Jan 24 2021: Deregulators seeing(seething) red

You can expect deregulatory advocates to see red over President Biden’s executive order to “modernize regulatory review, ” which could lead to major changes in the Office of Information and Regulatory Affairs (OIRA), inside the Office of Management and Budget (OMB).

This order asks OMB to develop recommendations that “should provide concrete suggestions on how the regulatory review process can promote public health and safety, economic growth, social welfare, racial justice, environmental stewardship, human dignity, equity, and the interests of future generations.  The recommendations should also include proposals that would ensure that regulatory review serves as a tool to affirmatively promote regulations that advance these values.  These recommendations should be informed by public engagement with relevant stakeholders. “

Decryng that the Biden Administration will put too much emphasis on benefits and not enough costs, expect these voices to get amplified by conservative media. However, the reversals and clamp-downs on benefits was uniquely vicious in the Trump era. If anything, the Biden Adminsitration is simply righting wrongs perpetrated over the past four years.

In the Trump era cost-benefit analyses (CBA), which have long been part of regulatory review, have narrowed and chiefly leaned into the cost side of the equation. We’ve written before about how things like “co-benefits”, e.g., health benefits, were to be ignored in analyzing the benefits side. Just consider what happened in the Mercury Rule. In installing equipment to cut down on mercury, particulate matter (soot) was also reduced with significant health benefits. These, would be excluded, as they were not the intent.

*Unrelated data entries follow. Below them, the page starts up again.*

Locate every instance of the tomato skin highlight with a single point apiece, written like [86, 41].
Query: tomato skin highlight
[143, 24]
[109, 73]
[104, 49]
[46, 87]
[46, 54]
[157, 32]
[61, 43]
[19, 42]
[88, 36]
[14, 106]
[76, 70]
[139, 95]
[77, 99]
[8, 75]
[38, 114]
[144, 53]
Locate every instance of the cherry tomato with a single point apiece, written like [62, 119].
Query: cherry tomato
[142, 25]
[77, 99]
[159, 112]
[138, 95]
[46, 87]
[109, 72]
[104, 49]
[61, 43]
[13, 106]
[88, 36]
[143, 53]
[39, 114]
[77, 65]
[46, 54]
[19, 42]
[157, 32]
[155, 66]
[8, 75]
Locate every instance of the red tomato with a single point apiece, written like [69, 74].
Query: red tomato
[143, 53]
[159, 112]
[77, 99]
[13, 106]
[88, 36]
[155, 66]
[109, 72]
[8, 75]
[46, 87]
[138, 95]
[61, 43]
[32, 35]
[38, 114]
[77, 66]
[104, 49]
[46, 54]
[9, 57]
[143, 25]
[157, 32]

With some minor tuning with each Administration, the CBA process has worked pretty well. Here’s how American Progress describes it: “…whenever an agency has proposed a new federal regulation, it has needed to quantify the costs and benefits to the greatest extent possible, including those that are indirect or ancillary, known as co-costs and co-benefits; analyze the unquantifiable costs and benefits; and put forward a recommended agency action for OIRA to review and approve.”

Nobody likes excessively burdensome regulations but neither should we like forces that inflate costs while simultaneously restricting how reaped benefits can be included.